Dans l’ombre, des hommes ont enclenché une mécanique de destruction, grossière et implacable, elle porte un nom inventé par le KGB : kompromat. Il risque quinze années de camp pour un crime qu’il n’a pas commis. L’heure de l’évasion a sonné…

Dans les forêts de l’ours

par Rémi Huot

Tous ceux qui se sont intéressés, de près ou de loin, à la vie mystérieuse de l’ours sont finalement tombés d’accord sur les possibilités de l’observer. Ils sont légion celles et ceux qui, par crainte ou par passion, l’ont traqué des vies entières sans jamais le voir. Au risque d’attendre sans succès aux heures crépusculaires, Rémi Huot se doit tout de même d’essayer. Désireux de rencontrer la bête à l’état à sauvage, il part à l’est de l’Europe, marcher à rebours des grands chemins et des lieux communs, dans un pays perdu.
Se mettre à la recherche de l’ours, c’est d’abord vivre un morceau de solitude dans les bois et se plier à l’exigence de la marche. C’est prendre les heures d’attente comme autant de chances de ne faire plus qu’un avec l’espace naturel et se dire que la quête se vaut bien à elle seule.

Coup de cœur : plus qu’un récit de marche, ce texte à l’écriture soignée et recherchée est un grand roman de la nature. Célébrant faune et flore, c’est une belle réflexion sur le monde sauvage et sur l’homme.  Passionnant et touchant.

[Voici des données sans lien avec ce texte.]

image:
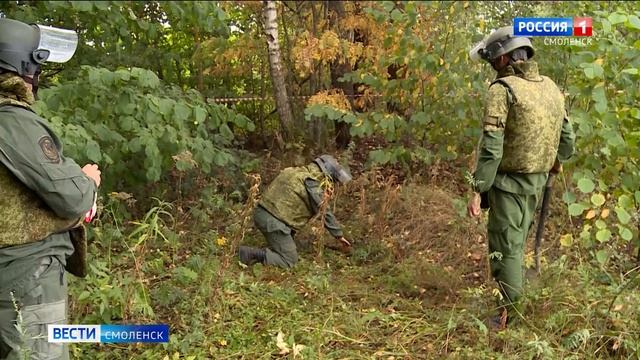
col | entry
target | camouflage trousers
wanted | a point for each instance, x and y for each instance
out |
(282, 249)
(26, 307)
(510, 219)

Chaudun, la montagne blessée

par Luc Bronner

Vous montez un col, traversez une forêt, longez une rivière. Au fond de la vallée, les restes d’un village, des blocs de pierre brisés, presque rien : ci-gît Chaudun, village maudit qui fut vendu en 1895 par ses habitants à l’administration des Eaux et Forêts. Trop d’hommes et de femmes, trop de bêtes à nourrir. Au fil des ans, la plupart des bois ont disparu, ravagés par des coupes excessives. La vallée est exsangue, les pâturages inexploitables.
Comme un torrent en crue, le récit de Luc Bronner charrie et recompose toutes les traces du passage des hommes et des femmes dans leur intimité et jusqu’à leur fuite inéluctable. Evocation poétique, érudite et charnelle des paysages alpins, de leur beauté et de leur cruauté, ce livre est le récit minutieux d’un désastre écologique et humain et, in fine, d’une résurrection : aujourd’hui, Chaudun est le coeur d’un espace ensauvagé, l’une des plus somptueuses vallées d’Europe où l’animal a remplacé l’homme.
La quête s’achève sur un éblouissement :  » Il faudrait raconter la jouissance des botanistes dans ces lieux abandonnés par l’homme depuis plus d’un siècle. Cette étrange sensation de vertige face à la beauté infinie. Je me berce de cette opulence, de cette orgie du végétal qui déborde de toutes parts, à toutes les heures du jour et de la nuit ».

Personne ne sort les fusils

par Sandra Lucbert

De mai à juillet 2019 se tient le procès France Télécom – Orange. Sept dirigeants sont accusés d’avoir organisé la maltraitance de leurs salariés. Parfois jusqu’à la mort. On les interroge longuement, leur fait expliquer beaucoup. Rien à faire : ils ne voient pas le problème. Le PDG a un seul regret :  » Cette histoire de suicides, c’est terrible, ils ont gâché la fête.  » Il y avait donc une fête ? Parlons-nous la même langue ? Sandra Lucbert est née en 1981.
Normalienne, agrégée de lettres, elle a écrit deux romans, Mobiles (Flammarion, 2013) et La Toile (Gallimard, 2017).

Coup de cœur : un choc avec ce texte. Bien au-delà du procès Orange, l’auteure décortique le langage libéral et son projet de société bien particulier. Salutaire, limpide, une leçon de mots, une mise en garde sur le cynisme.